[R-sig-ME] Converting SAS code into R
Nicholas Mitsakakis
n@m|t@@k@k|@ @end|ng |rom thet@@utoronto@c@
Thu Jan 5 17:45:10 CET 2023
I have been trying to convert some PROC MIXED SAS code into R, but without
success.
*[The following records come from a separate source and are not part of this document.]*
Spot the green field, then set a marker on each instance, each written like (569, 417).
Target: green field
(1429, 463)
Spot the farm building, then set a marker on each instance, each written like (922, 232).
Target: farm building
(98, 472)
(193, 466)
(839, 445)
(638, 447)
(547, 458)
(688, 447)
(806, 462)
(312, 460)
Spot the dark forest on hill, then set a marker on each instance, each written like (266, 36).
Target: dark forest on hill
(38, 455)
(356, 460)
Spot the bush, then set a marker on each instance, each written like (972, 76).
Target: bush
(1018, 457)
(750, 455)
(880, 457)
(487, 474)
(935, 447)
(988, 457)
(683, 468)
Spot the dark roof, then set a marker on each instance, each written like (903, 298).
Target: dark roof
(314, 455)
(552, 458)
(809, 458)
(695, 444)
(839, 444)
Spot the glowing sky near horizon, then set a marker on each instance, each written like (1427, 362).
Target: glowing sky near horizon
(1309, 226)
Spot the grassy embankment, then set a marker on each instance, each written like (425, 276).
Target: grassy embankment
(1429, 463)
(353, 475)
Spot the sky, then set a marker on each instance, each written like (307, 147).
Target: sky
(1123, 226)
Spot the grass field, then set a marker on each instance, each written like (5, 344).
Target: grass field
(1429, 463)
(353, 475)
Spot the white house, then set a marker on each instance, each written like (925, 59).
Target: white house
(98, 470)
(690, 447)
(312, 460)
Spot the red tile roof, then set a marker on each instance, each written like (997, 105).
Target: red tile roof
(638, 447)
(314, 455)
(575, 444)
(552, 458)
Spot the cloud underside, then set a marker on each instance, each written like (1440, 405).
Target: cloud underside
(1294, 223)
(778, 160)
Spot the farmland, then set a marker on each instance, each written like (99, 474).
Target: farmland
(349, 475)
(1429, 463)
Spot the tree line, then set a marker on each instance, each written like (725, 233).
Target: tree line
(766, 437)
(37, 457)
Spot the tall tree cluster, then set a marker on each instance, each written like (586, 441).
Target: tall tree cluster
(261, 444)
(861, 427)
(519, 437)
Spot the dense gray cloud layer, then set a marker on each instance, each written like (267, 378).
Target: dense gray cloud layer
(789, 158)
The code is:
proc mixed data=rmanova4;class randomization_arm cancer_type site wk;
model chgpf=randomization_arm cancer_type site wk;
repeated / subject=study_id;
contrast '12 vs 4' randomization_arm 1 -1;
lsmeans randomization_arm / cl pdiff alpha=0.05;
run;quit;
I have tried something like
lme(chgpf ~ Randomization_Arm + Cancer_Type + site + wk, data=rmanova.data,
random = ~ 1 | Study_ID,
correlation = corSymm(form = ~ 1 | Study_ID),
na.action=na.exclude, method = "REML")
but I am getting different estimate values.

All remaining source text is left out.